2022-10-30 10:24:21.155765: W tensorflow/core/framework/op_kernel.cc:1768] INVALID_ARGUMENT: TypeError: only integer scalar arrays can be converted to a scalar index
Traceback (most recent call last):

  File "/home/davef/anaconda3/envs/data310/lib/python3.10/site-packages/tensorflow/python/ops/script_ops.py", line 271, in __call__
    ret = func(*args)

  File "/home/davef/anaconda3/envs/data310/lib/python3.10/site-packages/tensorflow/python/autograph/impl/api.py", line 642, in wrapper
    return func(*args, **kwargs)

  File "/home/davef/anaconda3/envs/data310/lib/python3.10/site-packages/tensorflow/python/data/ops/dataset_ops.py", line 1035, in generator_py_func
    values = next(generator_state.get_iterator(iterator_id))

  File "/home/davef/anaconda3/envs/data310/lib/python3.10/site-packages/datasets/arrow_dataset.py", line 4040, in generator
    yield serialize_example(ex)

  File "/home/davef/anaconda3/envs/data310/lib/python3.10/site-packages/datasets/arrow_dataset.py", line 4030, in serialize_example
    feature = {key: _feature(value) for key, value in ex.items()}

  File "/home/davef/anaconda3/envs/data310/lib/python3.10/site-packages/datasets/arrow_dataset.py", line 4030, in <dictcomp>
    feature = {key: _feature(value) for key, value in ex.items()}

  File "/home/davef/anaconda3/envs/data310/lib/python3.10/site-packages/datasets/arrow_dataset.py", line 4008, in _feature
    return _int64_feature(values)

  File "/home/davef/anaconda3/envs/data310/lib/python3.10/site-packages/datasets/arrow_dataset.py", line 3995, in _int64_feature
    return tf.train.Feature(int64_list=tf.train.Int64List(value=values))

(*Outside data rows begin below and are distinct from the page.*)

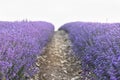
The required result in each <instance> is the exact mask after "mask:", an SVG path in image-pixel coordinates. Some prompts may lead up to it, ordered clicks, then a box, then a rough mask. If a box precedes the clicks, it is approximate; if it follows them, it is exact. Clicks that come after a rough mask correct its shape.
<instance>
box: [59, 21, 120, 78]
mask: <svg viewBox="0 0 120 80" xmlns="http://www.w3.org/2000/svg"><path fill="white" fill-rule="evenodd" d="M59 30H64V31H66V32H67V33H68V34H69V38H70V40H71V41H72V44H73V50H74V52H75V55H76V57H78V58H79V59H80V60H81V61H82V64H81V65H82V69H83V71H90V72H92V73H93V74H94V75H95V76H96V77H94V79H93V78H92V80H120V24H119V23H91V22H71V23H67V24H64V25H63V26H62V27H61V28H60V29H59Z"/></svg>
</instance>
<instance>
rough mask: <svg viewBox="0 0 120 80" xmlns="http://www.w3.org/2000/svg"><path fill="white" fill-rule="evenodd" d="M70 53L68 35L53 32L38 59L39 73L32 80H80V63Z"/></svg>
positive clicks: (56, 32)
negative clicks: (37, 74) (52, 36)
mask: <svg viewBox="0 0 120 80" xmlns="http://www.w3.org/2000/svg"><path fill="white" fill-rule="evenodd" d="M72 53H73V51H72V49H71V42H70V40H69V39H68V35H67V34H66V33H65V32H64V31H57V32H55V34H54V36H53V38H52V40H51V42H50V43H49V44H48V45H47V47H46V49H45V52H44V53H43V54H42V55H41V56H40V57H39V60H38V64H37V65H39V68H40V73H39V74H38V75H37V76H36V79H34V80H81V78H80V77H81V76H80V73H81V70H80V61H77V60H76V59H75V58H74V56H73V55H72Z"/></svg>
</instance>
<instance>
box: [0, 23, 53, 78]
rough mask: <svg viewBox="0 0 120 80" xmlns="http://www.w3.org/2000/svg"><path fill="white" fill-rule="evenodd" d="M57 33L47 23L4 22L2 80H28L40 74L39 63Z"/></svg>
mask: <svg viewBox="0 0 120 80" xmlns="http://www.w3.org/2000/svg"><path fill="white" fill-rule="evenodd" d="M53 33H54V26H53V25H52V24H50V23H47V22H42V21H41V22H40V21H34V22H32V21H30V22H27V21H22V22H5V21H1V22H0V80H27V78H28V77H31V76H33V75H34V74H35V73H36V72H37V71H39V70H38V68H37V67H36V65H35V61H36V59H37V56H39V55H40V54H41V53H42V49H43V48H44V47H45V46H46V44H47V43H48V42H49V41H50V39H51V37H52V36H53Z"/></svg>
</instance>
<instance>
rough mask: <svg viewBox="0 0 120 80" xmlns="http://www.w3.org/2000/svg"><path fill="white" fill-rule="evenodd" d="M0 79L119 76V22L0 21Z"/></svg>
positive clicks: (46, 78)
mask: <svg viewBox="0 0 120 80" xmlns="http://www.w3.org/2000/svg"><path fill="white" fill-rule="evenodd" d="M0 80H120V23H93V22H70V23H66V24H64V25H63V26H61V27H60V28H59V30H58V31H56V32H55V31H54V25H52V24H51V23H48V22H42V21H21V22H17V21H16V22H8V21H0Z"/></svg>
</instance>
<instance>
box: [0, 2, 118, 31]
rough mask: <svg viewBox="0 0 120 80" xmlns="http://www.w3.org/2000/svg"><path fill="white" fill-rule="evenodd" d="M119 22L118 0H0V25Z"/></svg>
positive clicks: (56, 24) (58, 24)
mask: <svg viewBox="0 0 120 80" xmlns="http://www.w3.org/2000/svg"><path fill="white" fill-rule="evenodd" d="M25 19H27V20H32V21H34V20H39V21H47V22H51V23H53V24H54V25H55V29H56V30H57V29H58V28H59V27H60V26H61V25H63V24H64V23H66V22H71V21H87V22H88V21H90V22H120V0H0V21H1V20H2V21H16V20H17V21H18V20H25Z"/></svg>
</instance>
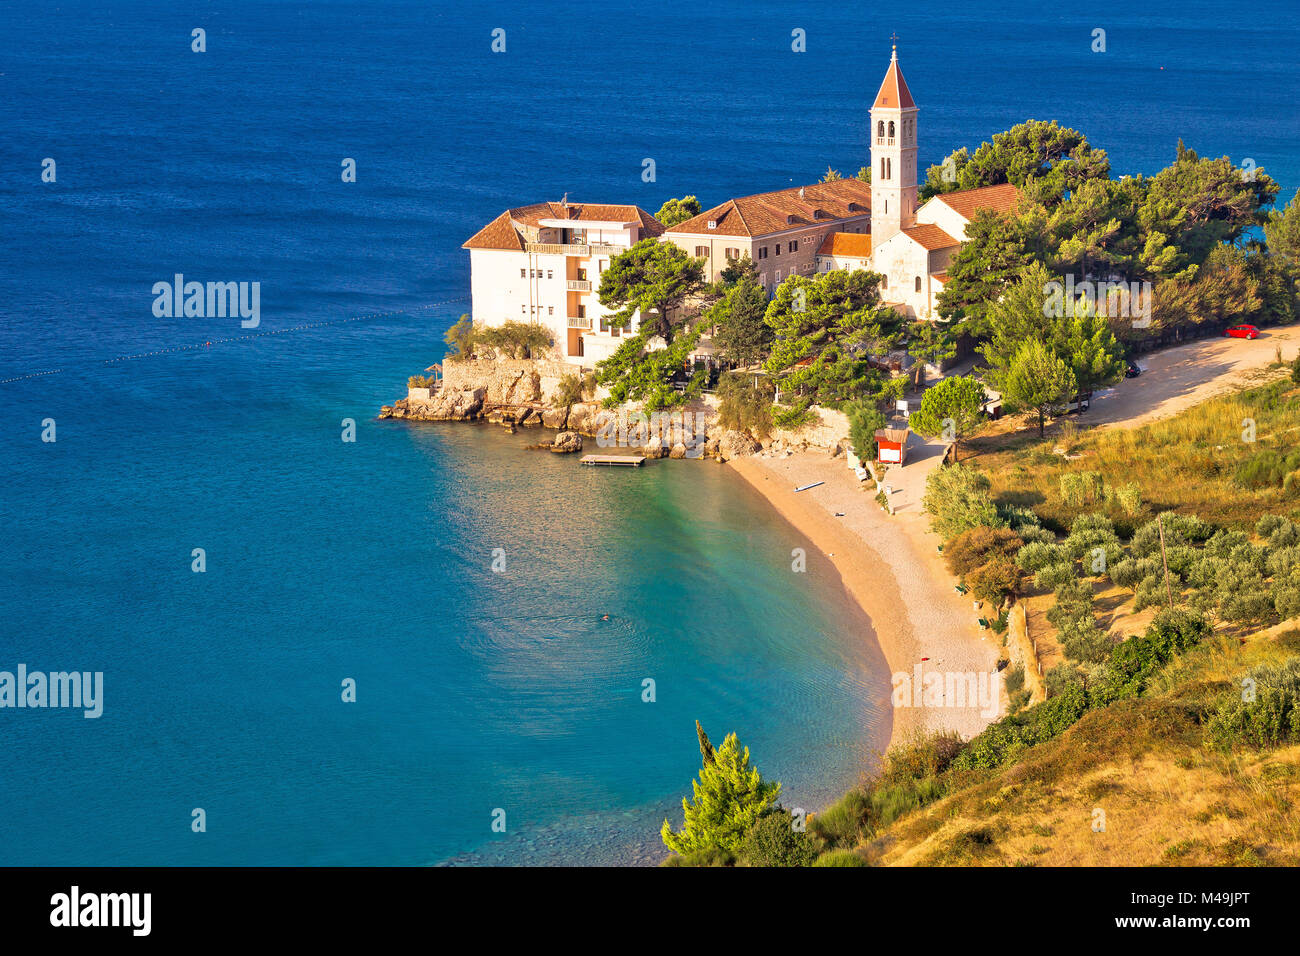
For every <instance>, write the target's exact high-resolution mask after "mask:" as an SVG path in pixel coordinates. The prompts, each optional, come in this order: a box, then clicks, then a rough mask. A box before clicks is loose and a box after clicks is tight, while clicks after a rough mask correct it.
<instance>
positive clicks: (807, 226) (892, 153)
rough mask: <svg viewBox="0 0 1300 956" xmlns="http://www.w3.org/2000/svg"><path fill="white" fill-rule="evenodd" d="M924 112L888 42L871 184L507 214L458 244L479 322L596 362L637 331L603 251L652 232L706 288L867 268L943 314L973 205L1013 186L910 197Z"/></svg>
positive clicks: (871, 145) (1011, 203) (987, 204)
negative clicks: (674, 223) (695, 272)
mask: <svg viewBox="0 0 1300 956" xmlns="http://www.w3.org/2000/svg"><path fill="white" fill-rule="evenodd" d="M918 113H919V111H918V108H917V103H915V100H913V96H911V91H910V90H909V88H907V81H906V79H904V75H902V69H901V68H900V66H898V51H897V47H894V51H893V55H892V56H891V60H889V68H888V69H887V70H885V77H884V81H883V82H881V83H880V90H879V92H878V94H876V98H875V101H874V103H872V105H871V118H870V124H871V126H870V130H868V134H870V143H871V182H863V181H861V179H857V178H852V179H842V178H841V179H832V181H828V182H814V183H809V185H807V186H793V187H788V189H781V190H776V191H772V193H761V194H757V195H750V196H740V198H737V199H728V200H727V202H725V203H722V204H720V206H715V207H714V208H711V209H706V211H705V212H701V213H699V215H698V216H693V217H692V219H688V220H686V221H684V222H679V224H676V225H673V226H672V228H669V229H664V226H663V225H662V224H660V222H659V221H658V220H655V219H654V217H653V216H651V215H650V213H649V212H646V211H645V209H642V208H640V207H637V206H634V204H630V203H623V204H612V206H611V204H589V203H580V202H571V200H569V199H568V196H565V198H564V199H562V200H560V202H543V203H533V204H532V206H523V207H517V208H512V209H506V211H504V212H503V213H500V216H498V217H497V219H494V220H493V221H491V222H489V224H487V225H485V226H484V228H482V229H480V230H478V232H477V233H476V234H474V235H473V237H472V238H469V239H468V241H467V242H465V243H464V248H467V250H468V251H469V263H471V284H472V291H473V306H472V315H473V323H474V325H476V326H478V328H484V326H495V325H500V324H503V323H507V321H524V323H539V324H543V325H545V326H546V328H547V329H549V330H550V332H551V334H552V337H554V341H555V345H556V351H558V352H559V354H560V356H562V358H563V359H564V360H565V362H569V363H573V364H576V365H585V367H590V365H593V364H595V363H597V362H599V360H601V359H603V358H608V356H610V355H612V354H614V352H615V351H616V350H617V347H619V346H620V345H621V343H623V342H624V337H625V336H627V334H628V332H629V330H632V332H634V330H636V329H637V328H638V326H640V316H636V317H634V319H633V323H632V326H630V329H625V328H624V326H621V325H617V324H614V323H612V321H611V320H610V310H607V308H604V307H603V306H602V304H601V302H599V290H601V281H602V277H603V274H604V271H606V269H607V268H608V264H610V260H611V258H614V256H616V255H619V254H621V252H625V251H627V250H628V248H630V247H632V246H633V245H636V243H637V242H640V241H641V239H646V238H655V237H658V238H659V239H660V241H662V242H671V243H673V245H676V246H677V247H680V248H681V250H684V251H685V252H686V254H688V255H690V256H693V258H695V259H699V260H701V261H702V263H703V272H705V278H707V280H708V281H710V282H716V281H718V280H719V278H720V277H722V272H723V269H725V268H727V264H728V263H731V261H736V260H740V259H742V258H745V256H749V258H750V259H751V260H753V263H754V267H755V268H757V269H758V278H759V282H761V284H762V285H763V287H764V289H766V290H767V294H768V295H775V294H776V289H777V286H780V284H781V282H783V281H785V280H788V278H789V277H790V276H803V277H811V276H814V274H815V273H818V272H829V271H831V269H849V271H852V269H871V271H874V272H879V273H880V274H881V277H883V280H881V287H880V294H881V299H883V300H884V302H885V303H887V304H889V306H892V307H893V308H896V310H897V311H898V312H901V313H902V315H905V316H906V317H909V319H937V317H939V310H937V300H939V293H940V291H941V290H943V287H944V284H945V282H946V281H948V273H946V269H948V264H949V263H950V261H952V258H953V255H956V252H957V250H958V248H961V245H962V242H963V241H965V238H966V225H967V224H969V222H970V221H971V220H972V219H974V217H975V213H976V212H979V211H980V209H995V211H998V212H1005V211H1009V209H1011V208H1013V207H1014V206H1015V204H1017V203H1018V202H1019V193H1018V191H1017V189H1015V187H1014V186H1008V185H1002V186H987V187H983V189H972V190H962V191H958V193H945V194H943V195H939V196H933V198H932V199H930V200H928V202H926V203H924V204H918V176H919V161H918V150H917V146H918V138H919V124H918ZM516 271H517V274H516Z"/></svg>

TypeError: only integer scalar arrays can be converted to a scalar index


2022-10-30 10:24:21.156561: W tensorflow/core/framework/op_kernel.cc:1780] OP_REQUIRES failed at to_tf_record_op.cc:55 : INVALID_ARGUMENT: TypeError: only integer scalar arrays can be converted to a scalar index
Traceback (most recent call last):

  File "/home/davef/anaconda3/envs/data310/lib/python3.10/site-packages/tensorflow/python/ops/script_ops.py", line 271, in __call__
    ret = func(*args)

  File "/home/davef/anaconda3/envs/data310/lib/python3.10/site-packages/tensorflow/python/autograph/impl/api.py", line 642, in wrapper
    return func(*args, **kwargs)

  File "/home/davef/anaconda3/envs/data310/lib/python3.10/site-packages/tensorflow/python/data/ops/dataset_ops.py", line 1035, in generator_py_func
    values = next(generator_state.get_iterator(iterator_id))

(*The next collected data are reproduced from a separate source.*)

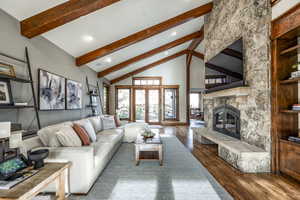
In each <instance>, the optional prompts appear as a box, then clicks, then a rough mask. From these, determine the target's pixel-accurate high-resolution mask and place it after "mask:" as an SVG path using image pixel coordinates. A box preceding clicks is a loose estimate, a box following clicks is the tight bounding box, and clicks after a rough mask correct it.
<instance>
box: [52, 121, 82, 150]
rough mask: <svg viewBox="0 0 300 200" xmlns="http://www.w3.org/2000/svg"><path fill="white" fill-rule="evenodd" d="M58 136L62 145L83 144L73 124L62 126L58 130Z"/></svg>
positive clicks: (59, 140)
mask: <svg viewBox="0 0 300 200" xmlns="http://www.w3.org/2000/svg"><path fill="white" fill-rule="evenodd" d="M56 137H57V139H58V141H59V142H60V143H61V145H62V146H64V147H80V146H82V143H81V140H80V138H79V137H78V135H77V134H76V133H75V131H74V129H73V128H72V127H71V126H66V127H63V128H61V129H60V130H59V131H57V132H56Z"/></svg>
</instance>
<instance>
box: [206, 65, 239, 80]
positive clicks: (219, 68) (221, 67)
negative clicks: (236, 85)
mask: <svg viewBox="0 0 300 200" xmlns="http://www.w3.org/2000/svg"><path fill="white" fill-rule="evenodd" d="M205 67H207V68H209V69H212V70H215V71H217V72H220V73H223V74H226V75H228V76H231V77H234V78H237V79H241V80H242V79H243V75H242V74H239V73H237V72H233V71H230V70H228V69H225V68H223V67H219V66H217V65H214V64H211V63H205Z"/></svg>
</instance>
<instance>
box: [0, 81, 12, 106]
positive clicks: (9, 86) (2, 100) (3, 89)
mask: <svg viewBox="0 0 300 200" xmlns="http://www.w3.org/2000/svg"><path fill="white" fill-rule="evenodd" d="M12 104H13V99H12V93H11V87H10V82H9V80H5V79H0V106H7V105H12Z"/></svg>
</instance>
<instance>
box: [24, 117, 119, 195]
mask: <svg viewBox="0 0 300 200" xmlns="http://www.w3.org/2000/svg"><path fill="white" fill-rule="evenodd" d="M83 120H89V121H90V122H91V123H92V125H93V128H94V129H95V131H96V133H97V134H96V137H97V141H96V142H93V143H91V145H89V146H81V147H59V146H58V147H48V146H45V145H44V144H43V141H42V140H41V137H43V140H45V138H44V137H45V135H46V136H50V137H51V136H52V137H54V136H55V132H56V131H57V130H59V129H60V128H61V127H62V126H72V125H73V123H80V121H76V122H64V123H60V124H56V125H52V126H48V127H45V128H42V129H41V130H39V132H38V135H39V136H37V137H33V138H30V139H28V140H25V141H24V146H23V148H22V149H21V151H22V152H23V153H24V152H27V151H28V150H32V149H38V148H48V149H49V150H50V154H49V157H48V159H47V160H46V161H47V162H67V161H70V162H72V166H71V169H70V192H71V193H79V194H86V193H88V191H89V190H90V188H91V187H92V185H93V183H94V182H95V180H96V179H97V178H98V176H99V175H100V173H101V172H102V171H103V169H104V168H105V166H106V165H107V164H108V162H109V161H110V160H111V158H112V157H113V155H114V153H115V152H116V151H117V150H118V148H119V146H120V145H121V143H122V141H123V137H124V127H123V128H113V129H108V130H103V129H102V127H103V124H102V121H101V117H93V118H87V119H83ZM48 139H49V138H48ZM50 139H51V138H50ZM25 154H26V153H25ZM54 189H55V187H54V186H49V188H48V189H47V190H46V191H47V192H52V191H54Z"/></svg>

  File "/home/davef/anaconda3/envs/data310/lib/python3.10/site-packages/datasets/arrow_dataset.py", line 4040, in generator
    yield serialize_example(ex)

  File "/home/davef/anaconda3/envs/data310/lib/python3.10/site-packages/datasets/arrow_dataset.py", line 4030, in serialize_example
    feature = {key: _feature(value) for key, value in ex.items()}

  File "/home/davef/anaconda3/envs/data310/lib/python3.10/site-packages/datasets/arrow_dataset.py", line 4030, in <dictcomp>
    feature = {key: _feature(value) for key, value in ex.items()}

  File "/home/davef/anaconda3/envs/data310/lib/python3.10/site-packages/datasets/arrow_dataset.py", line 4008, in _feature
    return _int64_feature(values)

  File "/home/davef/anaconda3/envs/data310/lib/python3.10/site-packages/datasets/arrow_dataset.py", line 3995, in _int64_feature
    return tf.train.Feature(int64_list=tf.train.Int64List(value=values))

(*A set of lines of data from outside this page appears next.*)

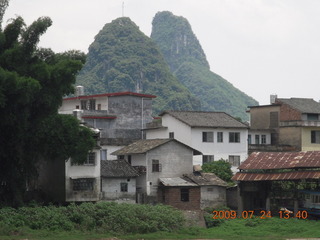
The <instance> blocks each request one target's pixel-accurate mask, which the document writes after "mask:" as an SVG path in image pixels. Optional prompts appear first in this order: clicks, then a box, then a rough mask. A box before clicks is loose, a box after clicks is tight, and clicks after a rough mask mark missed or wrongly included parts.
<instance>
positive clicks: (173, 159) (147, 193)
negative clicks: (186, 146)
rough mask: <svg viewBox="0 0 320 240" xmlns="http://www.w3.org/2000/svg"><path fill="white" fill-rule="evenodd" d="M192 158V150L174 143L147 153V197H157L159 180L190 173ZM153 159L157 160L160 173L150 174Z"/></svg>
mask: <svg viewBox="0 0 320 240" xmlns="http://www.w3.org/2000/svg"><path fill="white" fill-rule="evenodd" d="M192 156H193V151H192V149H190V148H188V147H186V146H184V145H182V144H179V143H177V142H175V141H171V142H168V143H167V144H164V145H162V146H160V147H158V148H155V149H153V150H151V151H149V152H147V154H146V158H147V176H146V177H147V178H146V180H147V195H150V196H157V190H158V184H159V178H165V177H181V176H182V175H183V174H188V173H192V171H193V164H192ZM153 159H154V160H159V163H160V164H161V168H162V169H161V172H152V160H153Z"/></svg>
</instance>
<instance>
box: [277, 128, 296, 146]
mask: <svg viewBox="0 0 320 240" xmlns="http://www.w3.org/2000/svg"><path fill="white" fill-rule="evenodd" d="M279 144H280V145H291V146H294V147H296V148H297V149H298V151H301V128H300V127H282V128H280V129H279Z"/></svg>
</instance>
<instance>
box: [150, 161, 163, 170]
mask: <svg viewBox="0 0 320 240" xmlns="http://www.w3.org/2000/svg"><path fill="white" fill-rule="evenodd" d="M152 172H161V164H160V163H159V160H155V159H153V160H152Z"/></svg>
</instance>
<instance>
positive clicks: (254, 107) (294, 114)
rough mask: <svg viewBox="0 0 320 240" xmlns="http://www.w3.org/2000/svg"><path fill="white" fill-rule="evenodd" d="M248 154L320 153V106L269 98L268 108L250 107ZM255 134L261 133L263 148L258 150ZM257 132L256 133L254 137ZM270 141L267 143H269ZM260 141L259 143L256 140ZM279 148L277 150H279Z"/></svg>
mask: <svg viewBox="0 0 320 240" xmlns="http://www.w3.org/2000/svg"><path fill="white" fill-rule="evenodd" d="M248 112H249V113H250V133H249V136H250V135H252V136H251V144H256V146H249V147H250V150H251V151H258V150H259V151H264V150H269V151H270V150H271V151H277V150H279V151H313V150H320V103H318V102H316V101H314V100H313V99H307V98H289V99H285V98H277V97H276V96H272V97H271V104H270V105H264V106H253V107H249V111H248ZM257 131H259V132H260V133H262V132H264V135H265V136H266V144H267V145H271V147H269V148H268V147H267V148H263V146H262V148H261V146H260V148H259V147H258V146H257V144H258V145H259V144H260V145H261V144H262V143H263V142H262V135H261V136H260V141H257V140H256V139H258V138H259V136H257V135H258V134H257ZM255 132H256V133H255ZM269 139H270V140H269ZM258 140H259V139H258ZM280 146H281V147H282V148H279V147H280Z"/></svg>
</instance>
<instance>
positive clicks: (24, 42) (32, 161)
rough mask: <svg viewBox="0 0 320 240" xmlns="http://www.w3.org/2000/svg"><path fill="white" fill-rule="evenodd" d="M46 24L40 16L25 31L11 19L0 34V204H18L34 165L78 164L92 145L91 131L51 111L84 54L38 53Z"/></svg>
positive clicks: (49, 19) (67, 89)
mask: <svg viewBox="0 0 320 240" xmlns="http://www.w3.org/2000/svg"><path fill="white" fill-rule="evenodd" d="M51 24H52V21H51V19H50V18H48V17H41V18H39V19H38V20H36V21H35V22H33V23H32V24H31V25H30V26H28V27H27V26H26V25H25V23H24V21H23V19H22V18H21V17H17V18H15V19H14V20H12V22H11V23H10V24H8V25H7V26H6V27H5V28H4V30H3V31H2V30H0V116H1V121H0V156H1V157H0V165H1V168H0V201H10V202H12V203H13V204H14V205H19V204H21V203H22V200H23V193H24V190H25V185H26V181H28V180H30V179H33V178H34V177H35V176H37V164H38V163H39V162H40V161H44V160H47V161H49V160H50V161H65V160H66V159H67V158H68V157H73V158H74V159H75V160H76V161H78V162H81V161H84V160H85V156H86V155H87V153H88V151H89V150H90V149H92V148H93V147H94V145H95V140H94V138H93V132H91V131H90V130H89V129H88V128H86V127H83V126H80V124H79V122H78V120H77V119H76V118H74V117H73V116H66V115H58V113H57V112H58V111H57V110H58V108H59V106H60V105H61V103H62V98H63V96H65V95H68V94H70V93H72V92H73V91H74V86H73V85H74V83H75V76H76V74H77V72H78V71H79V70H80V69H81V67H82V64H83V56H84V55H83V54H80V53H79V52H77V51H71V52H66V53H63V54H55V53H54V52H53V51H52V50H50V49H45V50H44V49H39V48H38V47H37V44H38V42H39V39H40V36H41V35H42V34H43V33H45V32H46V30H47V28H48V27H50V26H51Z"/></svg>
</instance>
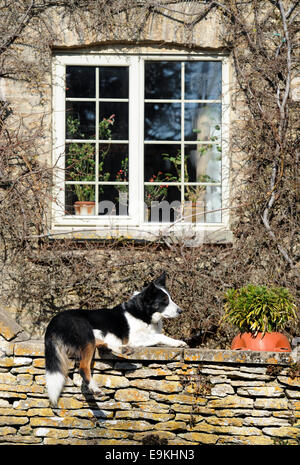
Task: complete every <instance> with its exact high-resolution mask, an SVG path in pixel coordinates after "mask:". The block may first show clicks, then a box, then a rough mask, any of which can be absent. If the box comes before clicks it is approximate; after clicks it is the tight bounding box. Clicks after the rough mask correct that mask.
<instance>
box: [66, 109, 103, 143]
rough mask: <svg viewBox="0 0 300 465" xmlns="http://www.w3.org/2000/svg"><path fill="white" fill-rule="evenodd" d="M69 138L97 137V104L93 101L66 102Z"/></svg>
mask: <svg viewBox="0 0 300 465" xmlns="http://www.w3.org/2000/svg"><path fill="white" fill-rule="evenodd" d="M66 103H67V108H66V136H67V139H94V138H95V133H96V130H95V120H96V117H95V104H94V103H93V102H66Z"/></svg>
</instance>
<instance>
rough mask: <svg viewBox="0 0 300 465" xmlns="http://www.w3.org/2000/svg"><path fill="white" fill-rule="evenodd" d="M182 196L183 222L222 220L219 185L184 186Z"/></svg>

TypeError: only integer scalar arrays can be converted to a scalar index

	 [[{{node PyFunc}}]]

I guess the Features are already defining the correct types, nonetheless I also tried
invoice = invoice.cast_column("bboxes", Sequence(feature=Sequence(feature=Value("int64")))) before calling invoice.set_format("numpy"), but invoice.export(f"minimal_invoice.tfrecord") still yields the same error.

However, if I comment out the two lines containing “bboxes”, the test case passes successfully.